Cooper felt the spirit of the goalie interference rule wasn’t violated by either play.

“In this league, goals are at a premium. All we’ve done is make the rules for more goal scoring. Every year it seems like there’s something that we tweak so there’s more goal scoring. That’s great. But there’s mandates. The words were to pull a goal off the board, it has to be unbelievably egregious. That’s the standard,” he said.

Cooper also felt that both plays were indicative of the officials overprotecting goaltenders during battles in front of the net.

“Are net-front battles not allowed anymore? That’s part of everybody’s game. The boxing out that goes there is like prison rules in the playoffs. But it’s not prison rules for the goalie? We might as well put skirts on them then, if that’s how it’s going to be,” he said. “They have to battle through stuff too. It’s a war down there. I think we’re letting the goalies off the hook. And they have way more pads on than everybody else does.”

Cooper reiterated that he didn’t believe the calls cost the Lightning the series, but that they did change the momentum in the game.

“This is just my opinion, I felt it was a little unfair. In the playoffs, how do you let those slide,” he asked.

The Panthers won the series 4-1 and advanced to face the winner of the Boston Bruins– Toronto Maple Leafs series. The Bruins hold a 3-1 lead in that series, potentially setting up a rematch of last season’s epic first-round upset by Florida in seven games.

For the Lightning, the loss begins a critical offseason for the franchise. That includes the future of 34-year-old star captain Steven Stamkos, who is an unrestricted free agent this summer. He had 40 goals in 79 games this season for Tampa Bay, his 16th with the franchise.

Lightning's Steven Stamkos receives 2022-23 Mark Messier NHL Leadership Award

“That never crossed my mind. I’m out there trying to help my team win. Regardless, we’re trying to score. There’s a lot of pride on the line,” said Stamkos, who waited near the tunnel to the dressing room to greet every Lightning player as they left the ice after the game.

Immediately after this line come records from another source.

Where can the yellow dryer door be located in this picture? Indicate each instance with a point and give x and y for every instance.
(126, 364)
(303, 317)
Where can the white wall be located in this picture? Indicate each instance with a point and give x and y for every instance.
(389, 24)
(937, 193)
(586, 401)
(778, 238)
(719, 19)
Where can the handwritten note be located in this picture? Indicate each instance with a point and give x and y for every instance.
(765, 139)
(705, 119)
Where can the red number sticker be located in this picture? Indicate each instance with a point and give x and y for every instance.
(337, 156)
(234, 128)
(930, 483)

Cooper downplayed the fact that Stamkos might have played his last game with the Lightning.

“I don’t know if there will be much conversation. I hope not, anyway. He belongs here. We know it. He knows it,” the coach said. “He and I have grown up together. He’s a heck of a player. He’s in control of his own destiny. I don’t know what’s going to happen. He feels like a Bolt for life, but only he and [GM Julien BriseBois] can answer that one.”